Following another reboot of Legion continuity, Ayla Ranzz is again called Light Lass, and has gravity nullifying powers. In Supergirl and the Legion of Super-Heroes #26, it is revealed that she, like her siblings, had previously gained lightning powers after the accident on Korbal before another unspecified accident gave her gravitational powers.

===Post-Infinite Crisis - Return of original Lightning Lass===
The events of the Infinite Crisis miniseries restored an analogue of the pre-Crisis Legion of Super-Heroes to continuity. Ayla Ranzz is reintroduced in "The Lightning Saga" story arc, possessing her original powers as Lightning Lass.

Ayla is next seen in Final Crisis: Legion of 3 Worlds, where she holds open the entrance to the Phantom Zone so her fellow Legionnaires Shadow Lass and Phantom Girl can rescue Mon-El. She and her alternate universe counterparts help resurrect Bart Allen, with Ayla and Spark providing XS with lightning charges.

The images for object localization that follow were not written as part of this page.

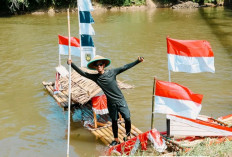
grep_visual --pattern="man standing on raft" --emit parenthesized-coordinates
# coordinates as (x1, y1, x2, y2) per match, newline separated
(68, 55, 144, 146)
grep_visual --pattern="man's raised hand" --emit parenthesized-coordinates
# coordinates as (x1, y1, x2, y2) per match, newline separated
(67, 59, 72, 65)
(138, 56, 144, 62)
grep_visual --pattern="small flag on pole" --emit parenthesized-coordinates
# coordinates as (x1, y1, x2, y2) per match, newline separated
(79, 10, 95, 35)
(81, 35, 94, 47)
(54, 72, 61, 94)
(58, 35, 80, 57)
(79, 11, 94, 23)
(78, 0, 94, 11)
(155, 80, 203, 119)
(79, 23, 95, 35)
(167, 37, 215, 73)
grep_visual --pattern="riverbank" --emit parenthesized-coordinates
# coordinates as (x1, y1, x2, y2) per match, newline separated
(31, 0, 155, 16)
(31, 5, 148, 16)
(133, 138, 232, 156)
(1, 0, 226, 17)
(30, 0, 224, 16)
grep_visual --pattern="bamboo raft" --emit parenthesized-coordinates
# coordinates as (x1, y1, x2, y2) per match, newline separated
(42, 81, 143, 146)
(42, 81, 232, 155)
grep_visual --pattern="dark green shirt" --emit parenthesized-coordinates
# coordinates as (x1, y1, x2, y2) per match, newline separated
(71, 59, 140, 104)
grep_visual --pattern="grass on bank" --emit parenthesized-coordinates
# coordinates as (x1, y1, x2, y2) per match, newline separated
(178, 138, 232, 156)
(110, 138, 232, 156)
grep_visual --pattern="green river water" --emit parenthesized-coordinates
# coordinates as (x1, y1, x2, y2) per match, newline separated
(0, 7, 231, 157)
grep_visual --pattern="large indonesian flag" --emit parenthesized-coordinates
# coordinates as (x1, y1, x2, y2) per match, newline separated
(58, 35, 80, 57)
(167, 37, 215, 73)
(155, 80, 203, 119)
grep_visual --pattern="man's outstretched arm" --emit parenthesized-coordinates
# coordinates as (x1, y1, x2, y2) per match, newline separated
(114, 56, 144, 75)
(67, 60, 95, 80)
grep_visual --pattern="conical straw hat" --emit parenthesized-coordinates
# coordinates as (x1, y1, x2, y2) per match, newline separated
(87, 55, 111, 70)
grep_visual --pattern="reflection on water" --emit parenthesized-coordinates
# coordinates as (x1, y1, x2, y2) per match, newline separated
(0, 7, 231, 156)
(199, 7, 232, 54)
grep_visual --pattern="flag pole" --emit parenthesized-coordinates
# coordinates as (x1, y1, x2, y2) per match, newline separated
(67, 8, 71, 157)
(166, 36, 171, 137)
(77, 0, 82, 67)
(58, 38, 61, 66)
(167, 36, 171, 82)
(151, 77, 157, 129)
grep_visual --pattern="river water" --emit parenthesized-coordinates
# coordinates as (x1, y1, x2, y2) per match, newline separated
(0, 7, 231, 157)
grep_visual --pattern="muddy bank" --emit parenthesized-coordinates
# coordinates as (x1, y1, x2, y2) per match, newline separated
(29, 0, 225, 16)
(171, 1, 223, 9)
(31, 0, 157, 16)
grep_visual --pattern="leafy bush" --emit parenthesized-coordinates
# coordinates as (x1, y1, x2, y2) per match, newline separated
(99, 0, 145, 6)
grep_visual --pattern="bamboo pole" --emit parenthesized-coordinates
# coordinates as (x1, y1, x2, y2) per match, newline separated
(93, 111, 97, 128)
(131, 124, 143, 134)
(100, 128, 115, 142)
(46, 85, 67, 107)
(151, 77, 156, 129)
(106, 127, 124, 143)
(91, 130, 109, 145)
(117, 123, 126, 134)
(95, 129, 111, 144)
(96, 122, 107, 127)
(121, 123, 138, 137)
(67, 8, 71, 157)
(84, 105, 108, 124)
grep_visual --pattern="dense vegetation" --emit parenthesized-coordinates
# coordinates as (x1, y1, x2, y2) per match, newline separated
(0, 0, 77, 15)
(99, 0, 145, 6)
(0, 0, 227, 16)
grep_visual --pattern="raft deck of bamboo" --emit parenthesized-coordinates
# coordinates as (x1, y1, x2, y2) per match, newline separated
(42, 81, 143, 146)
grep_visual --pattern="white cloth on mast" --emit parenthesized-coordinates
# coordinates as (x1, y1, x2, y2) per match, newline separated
(78, 0, 94, 11)
(79, 23, 95, 35)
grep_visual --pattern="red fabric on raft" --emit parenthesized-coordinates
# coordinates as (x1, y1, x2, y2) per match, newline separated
(91, 95, 108, 110)
(107, 129, 164, 155)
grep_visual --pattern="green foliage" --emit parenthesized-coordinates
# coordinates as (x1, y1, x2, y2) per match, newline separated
(154, 0, 178, 5)
(0, 0, 77, 15)
(100, 0, 127, 6)
(179, 138, 232, 156)
(99, 0, 145, 6)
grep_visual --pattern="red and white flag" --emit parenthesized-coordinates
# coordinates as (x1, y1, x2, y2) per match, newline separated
(54, 72, 61, 94)
(58, 35, 80, 57)
(167, 37, 215, 73)
(155, 80, 203, 119)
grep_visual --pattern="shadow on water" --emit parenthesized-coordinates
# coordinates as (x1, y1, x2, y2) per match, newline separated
(199, 7, 232, 55)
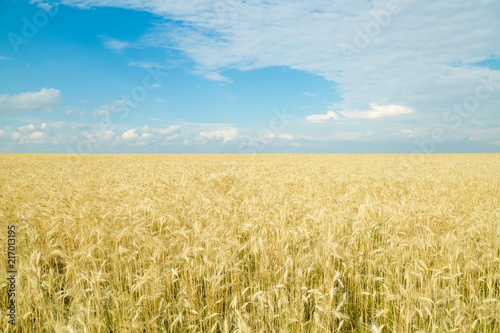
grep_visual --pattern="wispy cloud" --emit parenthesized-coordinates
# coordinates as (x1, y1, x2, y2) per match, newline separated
(44, 1, 500, 124)
(128, 61, 163, 69)
(100, 36, 130, 51)
(192, 68, 233, 83)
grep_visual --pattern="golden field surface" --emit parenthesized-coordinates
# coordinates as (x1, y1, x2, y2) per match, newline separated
(1, 153, 500, 332)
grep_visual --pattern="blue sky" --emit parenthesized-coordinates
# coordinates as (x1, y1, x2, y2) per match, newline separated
(1, 0, 499, 153)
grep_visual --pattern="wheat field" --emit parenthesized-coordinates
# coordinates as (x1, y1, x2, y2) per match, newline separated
(1, 153, 499, 332)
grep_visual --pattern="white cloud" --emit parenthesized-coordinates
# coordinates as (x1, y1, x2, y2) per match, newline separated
(122, 129, 138, 140)
(18, 124, 36, 131)
(93, 100, 128, 119)
(306, 104, 413, 123)
(306, 111, 341, 123)
(194, 70, 233, 83)
(346, 104, 414, 119)
(165, 134, 178, 141)
(262, 133, 294, 140)
(302, 92, 317, 97)
(401, 129, 421, 137)
(120, 124, 182, 145)
(11, 132, 21, 140)
(29, 131, 45, 140)
(154, 125, 180, 135)
(18, 0, 500, 148)
(0, 130, 4, 137)
(102, 130, 115, 141)
(30, 0, 55, 10)
(108, 0, 499, 129)
(0, 55, 12, 60)
(64, 108, 74, 117)
(41, 123, 47, 130)
(0, 88, 61, 113)
(200, 127, 237, 143)
(101, 37, 129, 51)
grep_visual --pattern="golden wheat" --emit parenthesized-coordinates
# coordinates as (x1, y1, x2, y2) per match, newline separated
(1, 153, 499, 332)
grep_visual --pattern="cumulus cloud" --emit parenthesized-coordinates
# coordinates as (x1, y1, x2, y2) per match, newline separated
(306, 104, 413, 123)
(0, 130, 4, 137)
(93, 100, 128, 119)
(345, 104, 414, 119)
(120, 124, 181, 144)
(306, 111, 341, 123)
(139, 124, 181, 136)
(199, 127, 237, 143)
(0, 88, 61, 113)
(102, 130, 115, 141)
(11, 132, 21, 140)
(155, 125, 181, 135)
(122, 129, 138, 140)
(29, 131, 45, 140)
(18, 124, 36, 131)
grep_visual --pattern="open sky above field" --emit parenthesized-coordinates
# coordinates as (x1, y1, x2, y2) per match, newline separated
(1, 0, 499, 153)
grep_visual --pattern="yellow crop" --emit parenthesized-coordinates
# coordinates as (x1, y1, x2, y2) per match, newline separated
(1, 153, 499, 332)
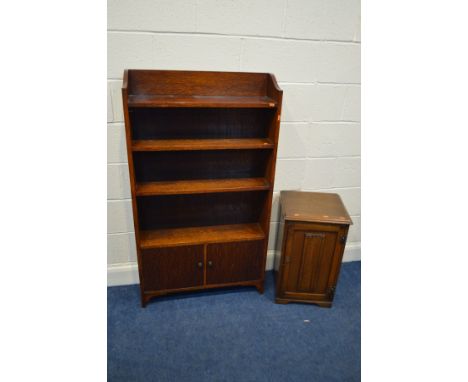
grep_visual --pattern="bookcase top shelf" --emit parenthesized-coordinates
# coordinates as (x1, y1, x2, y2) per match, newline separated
(128, 95, 277, 108)
(123, 69, 282, 109)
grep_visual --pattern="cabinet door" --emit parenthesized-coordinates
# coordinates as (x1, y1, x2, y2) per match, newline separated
(141, 245, 204, 291)
(206, 240, 263, 285)
(280, 223, 344, 300)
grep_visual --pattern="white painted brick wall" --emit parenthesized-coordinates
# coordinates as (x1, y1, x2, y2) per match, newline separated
(107, 164, 131, 200)
(242, 39, 320, 83)
(107, 0, 361, 275)
(197, 0, 285, 37)
(284, 0, 360, 41)
(153, 35, 241, 72)
(108, 0, 198, 33)
(107, 123, 127, 164)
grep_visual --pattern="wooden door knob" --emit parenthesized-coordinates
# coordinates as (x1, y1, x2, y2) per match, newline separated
(208, 261, 213, 267)
(197, 262, 203, 268)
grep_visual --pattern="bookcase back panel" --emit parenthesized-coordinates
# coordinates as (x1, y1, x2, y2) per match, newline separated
(137, 191, 267, 230)
(133, 150, 271, 182)
(128, 70, 268, 97)
(130, 108, 274, 139)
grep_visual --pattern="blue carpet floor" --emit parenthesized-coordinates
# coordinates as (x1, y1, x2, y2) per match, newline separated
(108, 261, 360, 382)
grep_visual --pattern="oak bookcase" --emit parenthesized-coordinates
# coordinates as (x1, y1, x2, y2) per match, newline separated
(122, 69, 282, 307)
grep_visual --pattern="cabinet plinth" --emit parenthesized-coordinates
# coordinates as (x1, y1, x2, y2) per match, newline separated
(122, 69, 283, 307)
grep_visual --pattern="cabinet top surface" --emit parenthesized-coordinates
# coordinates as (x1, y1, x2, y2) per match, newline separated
(280, 191, 352, 225)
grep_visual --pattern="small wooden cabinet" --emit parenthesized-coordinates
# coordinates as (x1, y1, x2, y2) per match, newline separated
(122, 69, 282, 307)
(275, 191, 352, 307)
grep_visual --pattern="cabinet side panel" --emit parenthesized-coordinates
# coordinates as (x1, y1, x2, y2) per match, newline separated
(122, 71, 144, 299)
(260, 75, 283, 284)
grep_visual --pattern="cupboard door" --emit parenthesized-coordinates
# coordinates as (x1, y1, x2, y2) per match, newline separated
(206, 240, 263, 285)
(280, 223, 342, 300)
(141, 245, 204, 291)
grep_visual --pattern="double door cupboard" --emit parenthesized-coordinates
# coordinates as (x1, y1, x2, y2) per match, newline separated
(122, 70, 283, 307)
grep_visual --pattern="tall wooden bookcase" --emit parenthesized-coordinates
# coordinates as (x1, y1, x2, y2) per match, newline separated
(122, 69, 283, 307)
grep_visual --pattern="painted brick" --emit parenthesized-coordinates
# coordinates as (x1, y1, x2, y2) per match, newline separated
(354, 15, 361, 42)
(307, 122, 361, 157)
(342, 85, 361, 121)
(347, 215, 361, 242)
(268, 222, 279, 250)
(108, 0, 197, 32)
(107, 232, 137, 264)
(107, 85, 113, 122)
(284, 0, 360, 41)
(108, 80, 124, 122)
(107, 200, 134, 234)
(312, 187, 361, 216)
(270, 192, 281, 222)
(334, 157, 361, 188)
(303, 158, 336, 189)
(280, 84, 314, 122)
(309, 85, 350, 121)
(317, 43, 360, 83)
(273, 159, 307, 191)
(242, 39, 320, 83)
(277, 122, 309, 158)
(336, 187, 361, 217)
(108, 164, 131, 200)
(108, 32, 154, 79)
(303, 157, 360, 189)
(197, 0, 284, 37)
(107, 123, 128, 164)
(281, 84, 348, 122)
(153, 35, 241, 72)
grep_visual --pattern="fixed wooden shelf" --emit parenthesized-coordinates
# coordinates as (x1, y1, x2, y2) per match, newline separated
(132, 138, 274, 151)
(135, 178, 270, 196)
(139, 223, 265, 249)
(127, 95, 278, 108)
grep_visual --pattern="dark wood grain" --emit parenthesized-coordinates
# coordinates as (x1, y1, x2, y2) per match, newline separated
(136, 178, 270, 196)
(139, 223, 265, 249)
(258, 73, 283, 289)
(206, 240, 263, 284)
(275, 192, 352, 308)
(121, 69, 282, 307)
(141, 245, 204, 291)
(122, 70, 146, 305)
(132, 138, 274, 151)
(127, 69, 268, 97)
(280, 191, 353, 224)
(128, 94, 277, 108)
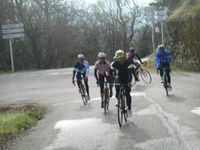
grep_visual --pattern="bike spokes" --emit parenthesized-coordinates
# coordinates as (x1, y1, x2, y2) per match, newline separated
(140, 69, 152, 84)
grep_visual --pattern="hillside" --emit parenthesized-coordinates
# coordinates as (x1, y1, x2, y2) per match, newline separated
(166, 0, 200, 71)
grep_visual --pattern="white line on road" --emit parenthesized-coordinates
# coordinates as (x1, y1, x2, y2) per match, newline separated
(43, 118, 119, 150)
(49, 72, 60, 75)
(52, 92, 146, 106)
(191, 107, 200, 116)
(48, 72, 72, 76)
(142, 95, 199, 150)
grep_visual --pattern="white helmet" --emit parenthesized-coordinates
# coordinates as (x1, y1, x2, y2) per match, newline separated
(77, 54, 85, 59)
(98, 52, 106, 58)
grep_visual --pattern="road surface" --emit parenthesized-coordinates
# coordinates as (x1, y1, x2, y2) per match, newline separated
(0, 68, 200, 150)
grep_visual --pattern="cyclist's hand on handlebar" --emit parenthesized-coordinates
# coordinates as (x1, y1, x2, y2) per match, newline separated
(83, 76, 88, 81)
(157, 68, 159, 74)
(128, 82, 132, 87)
(96, 80, 100, 86)
(72, 80, 75, 86)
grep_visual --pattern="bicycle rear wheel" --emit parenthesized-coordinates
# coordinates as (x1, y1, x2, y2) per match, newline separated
(164, 75, 169, 96)
(104, 88, 109, 114)
(122, 95, 127, 122)
(140, 69, 152, 84)
(117, 98, 123, 127)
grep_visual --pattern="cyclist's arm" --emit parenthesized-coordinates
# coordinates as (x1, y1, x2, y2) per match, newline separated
(127, 64, 134, 82)
(136, 54, 143, 64)
(94, 68, 98, 80)
(110, 62, 118, 81)
(166, 52, 172, 64)
(72, 67, 77, 81)
(84, 61, 90, 76)
(155, 53, 160, 68)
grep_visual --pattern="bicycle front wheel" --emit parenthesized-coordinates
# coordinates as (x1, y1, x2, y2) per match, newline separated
(117, 98, 123, 127)
(80, 85, 87, 105)
(104, 88, 109, 114)
(140, 69, 152, 84)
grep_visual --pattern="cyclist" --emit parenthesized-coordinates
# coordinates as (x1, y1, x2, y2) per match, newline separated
(111, 50, 134, 117)
(94, 52, 113, 108)
(72, 54, 90, 99)
(155, 45, 172, 88)
(127, 47, 143, 82)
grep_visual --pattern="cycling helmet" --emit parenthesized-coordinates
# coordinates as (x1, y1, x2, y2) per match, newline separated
(157, 45, 165, 53)
(115, 50, 125, 60)
(98, 52, 106, 58)
(77, 54, 85, 59)
(129, 47, 135, 52)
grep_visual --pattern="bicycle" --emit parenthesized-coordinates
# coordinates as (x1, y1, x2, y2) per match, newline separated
(102, 79, 110, 114)
(162, 67, 171, 96)
(76, 78, 88, 105)
(115, 83, 128, 127)
(97, 77, 111, 114)
(133, 65, 152, 84)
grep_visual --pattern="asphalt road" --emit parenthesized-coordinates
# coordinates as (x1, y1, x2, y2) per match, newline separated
(0, 67, 200, 150)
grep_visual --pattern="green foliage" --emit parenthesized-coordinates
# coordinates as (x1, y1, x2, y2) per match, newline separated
(168, 0, 200, 21)
(0, 104, 45, 146)
(145, 54, 156, 71)
(0, 0, 141, 71)
(166, 0, 200, 72)
(132, 25, 153, 57)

Ayla is later seen in the sixth volume of Legion of Super-Heroes, where she is shown preparing to go on a holiday vacation with Shrinking Violet. It is subsequently revealed that the two are romantically involved.

==Powers and abilities==
Depending on the continuity, Ayla Ranzz possesses either the ability to manipulate electricity or gravity. As a member of the Legion of Super-Heroes, she is provided a Legion Flight Ring, which allows her to fly and protects her from the vacuum of space and other dangerous environments.

==Reception==
Ayla Ranzz was ranked 47th in Comics Buyer's Guide's "100 Sexiest Women in Comics" list.

==In other media==
=== Television ===
- Ayla Ranzz as Lightning Lass makes a non-speaking cameo appearance in the Superman: The Animated Series episode "New Kids In Town".
- Ayla Ranzz appears in the Legion of Super Heroes episode "Chained Lightning", voiced by Kari Wahlgren. This version was transformed into an incorporeal energy being and presumed dead during the incident that gave her brothers Garth and Mekt their powers. In the present, Imperiex attempts to use Ayla to power a tachyon cannon, but Mekt and Garth work together to restore her.

=== Film ===
Ayla Ranzz as Lightning Lass appears in a photograph in Justice League vs. the Fatal Five.

=== Video games ===
Ayla Ranzz as Lightning Lass appears as a character summon in Scribblenauts Unmasked: A DC Comics Adventure.

=== Miscellaneous ===

- Ayla Ranzz as Spark appears in Adventures in the DC Universe #10.
- Ayla Ranzz as Lightning Lass appears in Batman '66 Meets the Legion of Super-Heroes.